A cold, unfeeling body and expressionless face.

Sometimes, despite his attempts to look on the brighter side of their dark life, as opposed to his brother who had been practically born a cynic, Alphonse couldn't help but fall into the same trap of depression that seemed to happen to all of the Elrics eventually.

It had been almost a year since they'd turned their backs on their home. A year since he and Edward had tried to resurrect their mother. A year since Edward had sacrificed his arm in order to save his younger brother's life. A year since Alphonse had been trapped inside a suit of armor. The younger brother had lived for almost a year inside of the numb, metal body he'd been given in order to save his life.

But what kind of life?

Alphonse knew that he should be grateful to his brother for sacrificing so much for him and he was but sometimes . . . Sometimes Alphonse couldn't help but wonder: Should he even have been saved at all?

Their mission, as brothers, was to find a way to restore their bodies so they could go back to the way things had been before the fateful attempted transmutation. But it had been so long since then that Alphonse was having trouble remembering what it had even been like. He wondered if Edward felt the same way he did sometimes but, of course, he knew better than to ask. If he asked, or even seemed like he was going to, then the older boy immediately shut down. This was just how his brother dealt with things though, Alphonse had long since come to realize. Whenever something was bothering him, Edward just shut down and put on an angry front that may have fooled strangers, but it didn't fool him.

The problem was that, not only did Alphonse not always know what his brother was running from, he didn't have a way to run, himself.

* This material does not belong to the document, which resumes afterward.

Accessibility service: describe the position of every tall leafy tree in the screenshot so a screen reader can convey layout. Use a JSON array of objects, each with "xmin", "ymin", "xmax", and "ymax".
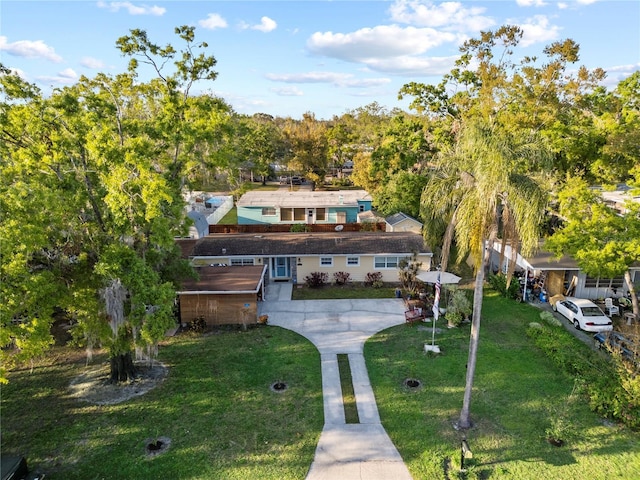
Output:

Edward, you see, drowned himself in anger and fighting and pain and food. Alphonse, however, didn't really like to fight, he couldn't eat, and he didn't feel any pain -- at least not physical. So all that the younger had to do was think, though that didn't always lead to good places and he had nowhere to run away to when that happened.

Because all he could do was think.

Oh, he could walk and he could talk and he could even perform alchemy still, but what more was he than a soul and a pile of metal? Or was he even that?

Just what exactly was he? Because he most certainly wasn't a boy anymore and, with the way things were looking to be heading, he'd never get to become a man either. No, he was just a soul attached to a suit of armor, if that. Because what was a soul anyway? Something they'd been taught as young children was what made them human and alive. But the brothers had stopped believing in the god that had supposedly given them their souls, so how could they believe that their souls existed when their godly creator didn't?

And how was his soul -- a purely spiritual and possibly even mythological thing -- attached to a suit of armor -- a purely physical thing? By a blood seal? They'd tried to use blood for their mother's soul, though, and it definitely hadn't worked, so why did it work for this?

Alphonse just didn't understand. He didn't understand how he was alive, if it could even be called that. He didn't understand what, if anything, he was.

For some reason, though, there were at least two people that always seemed to be so sure of the answers to these questions, even though he wasn't all of the time. Edward, of course, because there would never be a doubt in his mind about his younger brother's humanity. The other person, though, came from a more unexpected place. Colonel Roy Mustang.

The Colonel had been the first and only person since Edward that hadn't looked at him in horror, shock, or disgust when he'd learned the nature of Alphonse's suit of armor. He'd treated him with respect, as most others had done out of decorum mostly, except the Colonel seemed to actually be sincere about it. He also treated him like a young boy, which was something that no one else did and, while Edward was intent on being treated like an adult because he was always mistaken for a child, Alphonse loved being treated like a child when everyone always mistook him for an adult.

It was this man, as well as his brother, that managed to remind Alphonse of his own humanity every time. He might not always know exactly what he was, but they reminded him of who he was. He Alphonse Elric, fourteen years old, the youngest son of Trisha and Hohenheim Elric, and the brother of Edward Elric with whom, somehow, he was going to accomplish the impossible.